IPCC Fourth Assessment Report: Climate Change 2007
Climate Change 2007: Working Group I: The Physical Science Basis

8.3.4 Land Surface

Evaluation of the land surface component in coupled models is severely limited by the lack of suitable observations. The terrestrial surface plays key climatic roles in influencing the partitioning of available energy between sensible and latent heat fluxes, determining whether water drains or remains available for evaporation, determining the surface albedo and whether snow melts or remains frozen, and influencing surface fluxes of carbon and momentum. Few of these can be evaluated at large spatial or long temporal scales. This section therefore evaluates those quantities for which some observational data exist.

8.3.4.1 Snow Cover

Analysis and comparison of AMIP-2 results, available at the time of the TAR, and more recent AOGCM results in the present MMD at PCMDI, show that models are now more consistent in their simulation of snow cover. Problems remain, however, and Roesch (2006) showed that the recent models predict excessive snow water equivalent (SWE) in spring, likely because of excessive winter precipitation. Frei et al. (2005) found that AMIP-2 models simulate the seasonal timing and the relative spatial patterns of SWE over North America fairly well, but identified a tendency to overestimate ablation during spring. At the continental scale, the highest monthly SWE integrated over the North American continent in AMIP-2 models varies within ±50% of the observed value of about 1,500 km3. The magnitude of these model errors is large enough to affect continental water balances. Snow cover area (SCA) is well captured by the recent models, but interannual variability is too low during melt. Frei et al. (2003) showed where observations were within the inter-quartile range of AMIP-2 models for all months at the hemispheric and continental scale. Encouragingly, there was significant improvement over earlier AMIP-1 simulations for seasonal and interannual variability of SCA (Frei et al., 2005). Both the recent AOGCMs and AMIP models reproduced the observed decline in annual SCA over the period 1979 to 1995 and most models captured the observed decadal-scale variability over the 20th century. Despite these improvements, a minority of models still exaggerate SCA.
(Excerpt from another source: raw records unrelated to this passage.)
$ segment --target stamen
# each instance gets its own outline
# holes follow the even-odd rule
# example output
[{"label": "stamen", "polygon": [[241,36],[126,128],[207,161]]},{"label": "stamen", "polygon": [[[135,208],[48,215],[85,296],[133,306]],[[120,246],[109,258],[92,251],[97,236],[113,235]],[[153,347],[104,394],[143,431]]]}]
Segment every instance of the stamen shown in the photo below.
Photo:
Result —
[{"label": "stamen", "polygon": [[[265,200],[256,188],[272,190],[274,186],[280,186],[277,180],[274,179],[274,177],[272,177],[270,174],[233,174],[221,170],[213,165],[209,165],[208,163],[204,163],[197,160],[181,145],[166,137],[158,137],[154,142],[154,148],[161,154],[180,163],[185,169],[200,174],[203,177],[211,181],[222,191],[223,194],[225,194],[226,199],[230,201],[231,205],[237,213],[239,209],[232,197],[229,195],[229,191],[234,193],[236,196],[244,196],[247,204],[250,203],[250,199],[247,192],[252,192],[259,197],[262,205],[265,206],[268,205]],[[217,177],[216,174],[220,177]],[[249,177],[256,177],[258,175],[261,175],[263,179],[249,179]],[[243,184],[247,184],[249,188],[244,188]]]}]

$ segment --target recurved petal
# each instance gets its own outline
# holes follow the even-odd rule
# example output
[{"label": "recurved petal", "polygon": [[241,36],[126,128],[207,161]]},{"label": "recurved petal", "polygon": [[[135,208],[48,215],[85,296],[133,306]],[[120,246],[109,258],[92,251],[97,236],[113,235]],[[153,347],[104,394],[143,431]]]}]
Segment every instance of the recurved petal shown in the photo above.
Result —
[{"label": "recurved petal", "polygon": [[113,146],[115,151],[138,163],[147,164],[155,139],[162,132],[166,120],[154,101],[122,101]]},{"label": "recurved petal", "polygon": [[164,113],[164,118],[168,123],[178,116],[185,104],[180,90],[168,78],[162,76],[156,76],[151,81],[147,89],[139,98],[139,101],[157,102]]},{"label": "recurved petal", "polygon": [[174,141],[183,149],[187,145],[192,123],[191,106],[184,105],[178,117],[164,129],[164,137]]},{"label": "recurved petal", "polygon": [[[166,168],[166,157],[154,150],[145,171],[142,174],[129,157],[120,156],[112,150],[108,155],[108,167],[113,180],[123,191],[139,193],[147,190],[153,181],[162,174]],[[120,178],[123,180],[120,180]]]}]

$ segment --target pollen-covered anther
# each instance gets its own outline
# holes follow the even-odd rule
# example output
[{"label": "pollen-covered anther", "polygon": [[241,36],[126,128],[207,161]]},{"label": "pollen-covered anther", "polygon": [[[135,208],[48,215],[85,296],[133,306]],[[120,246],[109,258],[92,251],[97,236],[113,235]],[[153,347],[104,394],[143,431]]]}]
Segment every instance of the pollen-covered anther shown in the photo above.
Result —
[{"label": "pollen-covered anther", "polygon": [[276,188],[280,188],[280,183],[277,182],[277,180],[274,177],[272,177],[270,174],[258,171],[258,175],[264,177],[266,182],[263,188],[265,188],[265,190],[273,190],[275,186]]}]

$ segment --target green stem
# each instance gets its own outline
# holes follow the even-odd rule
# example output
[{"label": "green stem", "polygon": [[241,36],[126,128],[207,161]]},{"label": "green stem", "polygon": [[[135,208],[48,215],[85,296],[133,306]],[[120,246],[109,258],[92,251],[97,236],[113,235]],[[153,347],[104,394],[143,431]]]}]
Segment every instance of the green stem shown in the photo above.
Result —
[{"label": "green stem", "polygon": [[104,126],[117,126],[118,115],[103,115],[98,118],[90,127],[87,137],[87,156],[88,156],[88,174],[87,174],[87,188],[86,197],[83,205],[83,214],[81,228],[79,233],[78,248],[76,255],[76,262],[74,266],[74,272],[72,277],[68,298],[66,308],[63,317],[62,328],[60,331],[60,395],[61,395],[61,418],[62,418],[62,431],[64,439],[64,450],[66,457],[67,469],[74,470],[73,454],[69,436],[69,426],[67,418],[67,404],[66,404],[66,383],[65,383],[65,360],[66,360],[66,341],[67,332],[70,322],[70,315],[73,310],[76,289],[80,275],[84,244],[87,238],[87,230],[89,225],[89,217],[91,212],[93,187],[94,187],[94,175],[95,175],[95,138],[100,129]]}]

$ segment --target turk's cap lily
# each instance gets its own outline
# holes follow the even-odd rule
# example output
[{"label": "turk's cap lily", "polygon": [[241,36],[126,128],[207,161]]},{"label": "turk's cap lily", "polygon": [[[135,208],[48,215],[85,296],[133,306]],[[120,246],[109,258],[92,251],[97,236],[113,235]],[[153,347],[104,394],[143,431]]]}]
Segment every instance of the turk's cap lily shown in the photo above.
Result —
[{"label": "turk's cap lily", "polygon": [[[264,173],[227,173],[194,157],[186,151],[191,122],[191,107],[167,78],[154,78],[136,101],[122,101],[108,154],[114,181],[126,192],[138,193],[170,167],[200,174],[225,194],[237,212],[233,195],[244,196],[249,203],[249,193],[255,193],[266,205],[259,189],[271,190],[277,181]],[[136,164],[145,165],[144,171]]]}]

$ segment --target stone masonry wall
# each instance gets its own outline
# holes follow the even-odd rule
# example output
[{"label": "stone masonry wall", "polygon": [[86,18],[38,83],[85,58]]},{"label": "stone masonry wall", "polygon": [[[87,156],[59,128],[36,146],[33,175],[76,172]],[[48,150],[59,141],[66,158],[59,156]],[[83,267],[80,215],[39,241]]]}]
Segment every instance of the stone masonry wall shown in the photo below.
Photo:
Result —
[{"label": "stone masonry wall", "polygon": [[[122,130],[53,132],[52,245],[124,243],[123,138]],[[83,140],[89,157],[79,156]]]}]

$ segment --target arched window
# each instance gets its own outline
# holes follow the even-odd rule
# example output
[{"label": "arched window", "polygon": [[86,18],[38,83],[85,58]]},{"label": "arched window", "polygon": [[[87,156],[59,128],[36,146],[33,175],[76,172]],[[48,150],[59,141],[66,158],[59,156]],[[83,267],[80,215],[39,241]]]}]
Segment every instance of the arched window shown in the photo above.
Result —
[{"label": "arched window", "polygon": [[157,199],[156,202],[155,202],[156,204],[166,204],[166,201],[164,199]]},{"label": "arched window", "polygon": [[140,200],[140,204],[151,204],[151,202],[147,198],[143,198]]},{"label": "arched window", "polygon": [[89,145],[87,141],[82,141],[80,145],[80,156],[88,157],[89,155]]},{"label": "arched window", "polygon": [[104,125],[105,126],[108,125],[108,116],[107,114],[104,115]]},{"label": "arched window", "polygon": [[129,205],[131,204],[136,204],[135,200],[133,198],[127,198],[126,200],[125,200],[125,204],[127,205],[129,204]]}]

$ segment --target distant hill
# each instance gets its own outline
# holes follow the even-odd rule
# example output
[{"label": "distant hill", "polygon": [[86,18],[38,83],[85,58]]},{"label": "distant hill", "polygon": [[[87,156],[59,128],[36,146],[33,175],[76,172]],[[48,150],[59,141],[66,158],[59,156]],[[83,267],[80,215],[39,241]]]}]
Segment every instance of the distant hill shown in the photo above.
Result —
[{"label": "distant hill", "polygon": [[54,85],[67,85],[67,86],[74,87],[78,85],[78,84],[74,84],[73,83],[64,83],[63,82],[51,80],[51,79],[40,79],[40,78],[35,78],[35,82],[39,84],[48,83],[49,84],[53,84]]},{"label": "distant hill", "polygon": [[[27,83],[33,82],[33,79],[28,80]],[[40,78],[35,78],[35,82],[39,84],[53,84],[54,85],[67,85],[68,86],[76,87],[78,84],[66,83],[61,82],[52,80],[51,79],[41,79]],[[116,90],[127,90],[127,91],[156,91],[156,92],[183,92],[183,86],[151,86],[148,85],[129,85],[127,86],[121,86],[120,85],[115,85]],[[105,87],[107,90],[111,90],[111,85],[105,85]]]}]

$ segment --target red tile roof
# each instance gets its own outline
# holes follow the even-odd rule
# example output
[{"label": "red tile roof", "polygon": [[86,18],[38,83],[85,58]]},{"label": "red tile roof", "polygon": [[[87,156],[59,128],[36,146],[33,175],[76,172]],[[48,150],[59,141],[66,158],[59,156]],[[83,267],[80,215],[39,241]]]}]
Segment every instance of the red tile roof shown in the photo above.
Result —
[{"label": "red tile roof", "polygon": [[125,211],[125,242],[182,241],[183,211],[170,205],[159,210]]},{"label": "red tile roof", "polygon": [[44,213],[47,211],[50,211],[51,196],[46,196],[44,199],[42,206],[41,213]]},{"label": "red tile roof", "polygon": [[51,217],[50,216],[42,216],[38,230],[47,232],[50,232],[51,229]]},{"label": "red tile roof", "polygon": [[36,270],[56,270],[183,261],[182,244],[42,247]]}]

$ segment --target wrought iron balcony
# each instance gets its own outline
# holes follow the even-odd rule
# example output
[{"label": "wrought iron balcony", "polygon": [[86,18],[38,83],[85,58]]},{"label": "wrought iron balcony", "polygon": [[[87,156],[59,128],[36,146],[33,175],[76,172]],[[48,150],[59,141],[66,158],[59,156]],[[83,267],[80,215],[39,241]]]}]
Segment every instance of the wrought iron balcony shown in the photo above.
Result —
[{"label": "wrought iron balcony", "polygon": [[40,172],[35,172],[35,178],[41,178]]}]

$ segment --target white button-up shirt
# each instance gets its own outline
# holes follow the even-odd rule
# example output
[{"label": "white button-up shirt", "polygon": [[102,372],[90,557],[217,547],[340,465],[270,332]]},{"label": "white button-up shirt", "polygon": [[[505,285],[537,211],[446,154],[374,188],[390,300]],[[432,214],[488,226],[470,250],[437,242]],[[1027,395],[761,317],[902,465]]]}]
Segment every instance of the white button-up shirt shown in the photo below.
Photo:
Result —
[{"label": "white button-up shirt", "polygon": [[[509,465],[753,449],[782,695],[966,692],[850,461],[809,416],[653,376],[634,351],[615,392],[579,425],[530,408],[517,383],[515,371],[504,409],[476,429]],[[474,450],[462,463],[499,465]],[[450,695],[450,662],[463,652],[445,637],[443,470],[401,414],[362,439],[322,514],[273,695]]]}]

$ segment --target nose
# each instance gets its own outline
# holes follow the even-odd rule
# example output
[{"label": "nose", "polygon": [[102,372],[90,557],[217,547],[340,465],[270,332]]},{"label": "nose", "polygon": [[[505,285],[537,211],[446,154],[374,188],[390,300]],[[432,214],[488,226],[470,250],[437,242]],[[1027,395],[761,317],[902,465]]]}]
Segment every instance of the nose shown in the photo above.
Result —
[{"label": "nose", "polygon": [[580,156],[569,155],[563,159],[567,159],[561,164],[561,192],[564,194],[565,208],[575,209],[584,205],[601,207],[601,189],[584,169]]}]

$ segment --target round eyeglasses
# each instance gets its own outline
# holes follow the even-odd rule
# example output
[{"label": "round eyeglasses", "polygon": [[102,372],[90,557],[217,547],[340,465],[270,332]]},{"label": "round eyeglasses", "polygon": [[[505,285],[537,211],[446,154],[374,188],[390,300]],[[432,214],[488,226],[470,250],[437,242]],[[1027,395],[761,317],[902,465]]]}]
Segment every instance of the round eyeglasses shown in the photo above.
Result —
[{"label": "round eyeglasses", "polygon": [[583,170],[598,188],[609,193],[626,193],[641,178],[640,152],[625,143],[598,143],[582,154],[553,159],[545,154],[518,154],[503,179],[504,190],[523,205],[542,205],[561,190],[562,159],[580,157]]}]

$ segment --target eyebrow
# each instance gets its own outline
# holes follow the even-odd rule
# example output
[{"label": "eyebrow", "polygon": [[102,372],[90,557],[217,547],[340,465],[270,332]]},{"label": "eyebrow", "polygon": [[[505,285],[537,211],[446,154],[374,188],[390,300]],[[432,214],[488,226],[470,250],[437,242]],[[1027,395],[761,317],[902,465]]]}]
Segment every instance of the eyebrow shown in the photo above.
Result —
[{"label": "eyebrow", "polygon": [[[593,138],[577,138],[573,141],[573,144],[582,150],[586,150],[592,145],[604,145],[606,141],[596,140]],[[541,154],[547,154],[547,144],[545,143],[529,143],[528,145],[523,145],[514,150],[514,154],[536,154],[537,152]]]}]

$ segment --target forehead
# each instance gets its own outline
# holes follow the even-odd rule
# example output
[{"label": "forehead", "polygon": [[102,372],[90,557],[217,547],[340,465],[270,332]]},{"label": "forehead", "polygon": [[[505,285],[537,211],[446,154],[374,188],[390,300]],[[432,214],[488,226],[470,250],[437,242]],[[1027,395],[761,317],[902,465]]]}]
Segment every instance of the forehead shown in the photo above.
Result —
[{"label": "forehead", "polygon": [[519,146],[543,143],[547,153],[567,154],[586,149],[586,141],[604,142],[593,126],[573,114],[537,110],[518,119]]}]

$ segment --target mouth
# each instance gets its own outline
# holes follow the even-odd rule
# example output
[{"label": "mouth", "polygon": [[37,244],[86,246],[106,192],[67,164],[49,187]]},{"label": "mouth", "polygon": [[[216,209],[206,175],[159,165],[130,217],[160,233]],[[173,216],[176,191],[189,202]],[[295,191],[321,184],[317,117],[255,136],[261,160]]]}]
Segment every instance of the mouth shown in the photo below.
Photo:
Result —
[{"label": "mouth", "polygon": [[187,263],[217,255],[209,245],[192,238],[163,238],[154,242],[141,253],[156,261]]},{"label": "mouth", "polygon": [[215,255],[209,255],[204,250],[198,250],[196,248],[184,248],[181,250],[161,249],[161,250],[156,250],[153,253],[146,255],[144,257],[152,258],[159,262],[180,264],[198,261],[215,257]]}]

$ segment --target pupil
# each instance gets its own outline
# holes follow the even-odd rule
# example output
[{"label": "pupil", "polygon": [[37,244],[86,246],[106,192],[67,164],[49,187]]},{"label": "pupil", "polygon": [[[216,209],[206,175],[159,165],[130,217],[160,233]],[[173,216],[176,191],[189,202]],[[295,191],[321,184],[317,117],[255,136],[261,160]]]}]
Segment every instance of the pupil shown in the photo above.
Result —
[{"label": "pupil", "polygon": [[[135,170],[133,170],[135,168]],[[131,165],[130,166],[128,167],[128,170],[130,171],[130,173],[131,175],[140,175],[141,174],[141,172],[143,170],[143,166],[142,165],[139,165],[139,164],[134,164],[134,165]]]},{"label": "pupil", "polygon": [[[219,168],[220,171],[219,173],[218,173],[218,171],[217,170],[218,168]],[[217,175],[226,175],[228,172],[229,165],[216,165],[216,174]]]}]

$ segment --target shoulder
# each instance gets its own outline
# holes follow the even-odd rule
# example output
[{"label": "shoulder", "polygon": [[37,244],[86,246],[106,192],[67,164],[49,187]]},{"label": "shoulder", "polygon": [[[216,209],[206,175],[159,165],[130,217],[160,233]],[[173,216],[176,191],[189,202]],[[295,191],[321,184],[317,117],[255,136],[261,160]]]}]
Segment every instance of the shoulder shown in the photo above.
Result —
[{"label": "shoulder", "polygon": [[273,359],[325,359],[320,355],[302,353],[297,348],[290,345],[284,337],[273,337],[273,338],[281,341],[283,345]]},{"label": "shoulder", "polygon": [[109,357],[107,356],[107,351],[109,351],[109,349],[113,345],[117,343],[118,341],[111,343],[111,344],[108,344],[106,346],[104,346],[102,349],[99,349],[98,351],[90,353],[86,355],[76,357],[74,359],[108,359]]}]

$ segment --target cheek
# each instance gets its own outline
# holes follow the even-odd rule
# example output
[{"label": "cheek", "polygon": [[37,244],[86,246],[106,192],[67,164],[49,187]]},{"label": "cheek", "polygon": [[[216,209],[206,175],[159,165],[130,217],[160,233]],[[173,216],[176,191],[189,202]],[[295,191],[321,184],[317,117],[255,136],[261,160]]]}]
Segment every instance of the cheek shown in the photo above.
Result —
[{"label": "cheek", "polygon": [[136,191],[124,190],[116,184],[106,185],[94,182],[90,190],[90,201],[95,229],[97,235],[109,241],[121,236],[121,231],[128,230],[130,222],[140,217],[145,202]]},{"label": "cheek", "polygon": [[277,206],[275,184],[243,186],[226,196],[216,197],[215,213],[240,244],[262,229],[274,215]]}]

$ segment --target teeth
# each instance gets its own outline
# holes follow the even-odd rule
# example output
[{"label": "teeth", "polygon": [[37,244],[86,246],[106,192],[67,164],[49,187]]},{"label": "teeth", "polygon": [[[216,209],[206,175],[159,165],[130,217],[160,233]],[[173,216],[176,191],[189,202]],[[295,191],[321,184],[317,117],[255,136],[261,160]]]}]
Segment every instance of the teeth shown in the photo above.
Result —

Large discrepancies remain in albedo for forested areas under snowy conditions, due to difficulties in determining the extent of masking of snow by vegetation (Roesch, 2006). The ability of terrestrial models to simulate snow under observed meteorological forcing has been evaluated via several intercomparisons. At the scale of individual grid cells, for mid-latitude (Slater et al., 2001) and alpine (Etchevers et al., 2004) locations, the spread of model simulations usually encompasses observations. However, grid-box scale simulations of snow over high-latitude river basins identified significant limitations (Nijssen et al., 2003), due to difficulties relating to calculating net radiation, fractional snow cover and interactions with vegetation.